On top of all of it, you're a prime supporter of the industry just by being here. Just by watching pornography, even having those desires to perform yourself, whether it be a past desire or still a present desire. Either way you support the adult industry. Isn't that hypocritical? If the STDs bothered you that much compared to what life is really all about, then you shouldn't be here. Your opinion is only gonna go so far. How far it goes is questionable but you will not change anything.
If I do ever catch a STD that isn't curable I'll very much so quick the industry and will not be ashamed of it. Going on a talk show and all of the sudden feeling ashamed for what I do is a waste of time. Since I won't be ashamed of what I do. What is it with you people assuming that all of us females in the adult industry are ashamed of doing what we do but suffer in rewards of compensation? Can't you guys get it through your thick heads that some people just might enjoy it for once. Does that burst your bubble knowing that you see some chick on camera being degraded only to find out that she enjoys it. But wait, you realize it's not degrading after all if she's enjoying it. Shit that sucks for you.
You did bring up children in the topic... I know myself well enough to prepare myself for the life I want to live. I know in my heart I couldn't handle the idea of bearing a child. I'm not one of those kind of people that plans to have a child or a family. I'm content with the family I have, the animals I take care of, the foundations I donate to and travel as well as work to fulfill my life and desires. Call me greedy. But heck that's life. Since when do you know a person living a healthy life who doesn't strive to eat to survive in which is satisfying. Since when do you not know a sane person who doesn't enjoy sleeping and sex? We do things in life to fulfill ourselves not to torment ourselves, right? Greed! If you think about it, its greedy even it it fulfills me in a happy way that I helped someone. I did it because it made me FEEL GOOD... that's greed. But it's okay. That's life. Back to the point... not everyone is meant to have children. I don't want any. Simple as that. I don't need to be told time and time again that I will change my mind because I won't. I'm a woman that lives the 21st century knowing what she wants out of life.

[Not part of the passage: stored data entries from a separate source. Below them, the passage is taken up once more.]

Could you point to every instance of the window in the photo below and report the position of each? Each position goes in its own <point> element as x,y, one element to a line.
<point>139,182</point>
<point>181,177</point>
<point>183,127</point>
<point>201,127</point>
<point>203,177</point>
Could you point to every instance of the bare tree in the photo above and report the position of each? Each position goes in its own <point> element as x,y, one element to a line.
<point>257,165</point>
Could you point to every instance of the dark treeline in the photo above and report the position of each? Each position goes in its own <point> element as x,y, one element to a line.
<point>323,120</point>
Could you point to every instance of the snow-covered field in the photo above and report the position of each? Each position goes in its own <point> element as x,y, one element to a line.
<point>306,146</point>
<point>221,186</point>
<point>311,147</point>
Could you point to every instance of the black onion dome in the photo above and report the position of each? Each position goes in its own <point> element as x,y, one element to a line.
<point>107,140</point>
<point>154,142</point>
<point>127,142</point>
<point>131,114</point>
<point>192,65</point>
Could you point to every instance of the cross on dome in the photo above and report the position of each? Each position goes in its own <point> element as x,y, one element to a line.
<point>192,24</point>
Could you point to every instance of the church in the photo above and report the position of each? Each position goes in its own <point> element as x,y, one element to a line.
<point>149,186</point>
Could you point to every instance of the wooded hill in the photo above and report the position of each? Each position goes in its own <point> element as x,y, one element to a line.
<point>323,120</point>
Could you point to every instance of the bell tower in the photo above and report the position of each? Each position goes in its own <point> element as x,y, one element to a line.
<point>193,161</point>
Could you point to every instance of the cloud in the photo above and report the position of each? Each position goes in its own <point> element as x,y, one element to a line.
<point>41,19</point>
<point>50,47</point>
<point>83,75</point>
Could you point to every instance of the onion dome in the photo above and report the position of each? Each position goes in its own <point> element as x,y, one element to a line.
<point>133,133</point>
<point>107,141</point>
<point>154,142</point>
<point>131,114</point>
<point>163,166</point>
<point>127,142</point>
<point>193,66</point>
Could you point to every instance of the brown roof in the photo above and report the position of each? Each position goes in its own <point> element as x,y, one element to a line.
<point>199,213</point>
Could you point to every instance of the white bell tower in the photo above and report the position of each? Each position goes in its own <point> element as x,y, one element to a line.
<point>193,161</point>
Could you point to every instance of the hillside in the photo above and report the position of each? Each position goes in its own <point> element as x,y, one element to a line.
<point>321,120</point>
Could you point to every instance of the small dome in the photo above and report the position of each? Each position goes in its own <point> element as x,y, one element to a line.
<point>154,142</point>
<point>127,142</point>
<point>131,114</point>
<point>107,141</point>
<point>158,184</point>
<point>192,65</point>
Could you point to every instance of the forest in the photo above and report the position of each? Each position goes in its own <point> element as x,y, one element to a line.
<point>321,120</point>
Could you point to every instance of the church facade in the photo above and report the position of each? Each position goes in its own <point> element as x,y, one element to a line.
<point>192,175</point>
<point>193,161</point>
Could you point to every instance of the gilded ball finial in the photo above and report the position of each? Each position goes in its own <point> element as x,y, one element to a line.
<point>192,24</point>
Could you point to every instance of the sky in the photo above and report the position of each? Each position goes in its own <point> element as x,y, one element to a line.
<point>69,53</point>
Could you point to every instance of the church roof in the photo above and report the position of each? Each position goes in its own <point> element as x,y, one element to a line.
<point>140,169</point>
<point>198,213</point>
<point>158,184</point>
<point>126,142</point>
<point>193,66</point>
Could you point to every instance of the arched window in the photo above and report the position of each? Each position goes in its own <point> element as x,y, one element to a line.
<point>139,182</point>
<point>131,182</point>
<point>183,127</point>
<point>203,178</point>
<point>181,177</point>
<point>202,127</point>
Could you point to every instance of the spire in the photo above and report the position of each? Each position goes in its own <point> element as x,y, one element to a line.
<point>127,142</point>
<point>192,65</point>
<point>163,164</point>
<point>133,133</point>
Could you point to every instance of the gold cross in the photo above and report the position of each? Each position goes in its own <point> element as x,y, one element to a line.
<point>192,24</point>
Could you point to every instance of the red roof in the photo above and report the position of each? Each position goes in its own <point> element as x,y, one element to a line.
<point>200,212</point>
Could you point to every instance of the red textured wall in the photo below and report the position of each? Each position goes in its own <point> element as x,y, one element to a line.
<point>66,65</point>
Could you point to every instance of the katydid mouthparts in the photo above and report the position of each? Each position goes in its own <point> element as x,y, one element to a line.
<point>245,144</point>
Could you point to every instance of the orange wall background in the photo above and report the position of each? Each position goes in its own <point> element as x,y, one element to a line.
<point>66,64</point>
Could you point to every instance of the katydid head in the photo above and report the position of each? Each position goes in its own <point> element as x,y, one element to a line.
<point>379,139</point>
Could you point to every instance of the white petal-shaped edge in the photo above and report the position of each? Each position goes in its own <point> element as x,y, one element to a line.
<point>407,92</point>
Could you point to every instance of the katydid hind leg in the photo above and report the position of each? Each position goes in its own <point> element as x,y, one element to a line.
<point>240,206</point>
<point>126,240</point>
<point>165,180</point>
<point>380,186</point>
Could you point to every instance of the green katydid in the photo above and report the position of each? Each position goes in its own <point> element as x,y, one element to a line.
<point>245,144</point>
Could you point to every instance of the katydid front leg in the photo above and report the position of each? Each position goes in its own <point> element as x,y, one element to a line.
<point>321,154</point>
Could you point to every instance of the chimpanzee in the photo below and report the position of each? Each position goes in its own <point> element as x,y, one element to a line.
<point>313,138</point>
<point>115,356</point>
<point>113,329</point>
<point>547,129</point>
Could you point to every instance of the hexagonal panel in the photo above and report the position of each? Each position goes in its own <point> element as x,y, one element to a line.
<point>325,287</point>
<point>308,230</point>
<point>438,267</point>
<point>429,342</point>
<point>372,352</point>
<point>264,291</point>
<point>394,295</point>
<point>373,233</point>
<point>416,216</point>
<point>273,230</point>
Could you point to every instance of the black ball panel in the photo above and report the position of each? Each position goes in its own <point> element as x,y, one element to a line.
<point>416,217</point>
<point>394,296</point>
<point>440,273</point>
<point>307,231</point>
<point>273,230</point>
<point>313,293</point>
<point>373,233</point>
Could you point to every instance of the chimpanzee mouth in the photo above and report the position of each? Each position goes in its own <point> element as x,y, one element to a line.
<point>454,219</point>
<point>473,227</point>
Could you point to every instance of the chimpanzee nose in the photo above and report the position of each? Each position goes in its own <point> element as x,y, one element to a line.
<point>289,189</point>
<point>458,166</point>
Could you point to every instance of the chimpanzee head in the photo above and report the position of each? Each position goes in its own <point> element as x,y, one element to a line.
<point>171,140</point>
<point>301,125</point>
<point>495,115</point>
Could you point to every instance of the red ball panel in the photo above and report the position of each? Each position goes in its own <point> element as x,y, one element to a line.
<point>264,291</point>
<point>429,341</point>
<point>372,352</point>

I'm here to soak up the knowledge of life in all aspects, porn being part of it. To indulge on each and every sole I have sex with... get a taste of what they're like deep within. Some may not have much of a kindred soul, some are swimming in it. And it's a craving of mine. That's how I choose to live my life. This is how I learn a lot about different people. Definitely not out to hurt anyone intentionally that's for sure and I will always continue to take my part in extra precautions in anything that I do both adult relationed or not.
All in all, I've said enough and shouldn't have to explain myself again. The obvious is so obvious you surely do miss a lot. Stop and think for a while. It's not a waste of time, its rewarding. Think about it.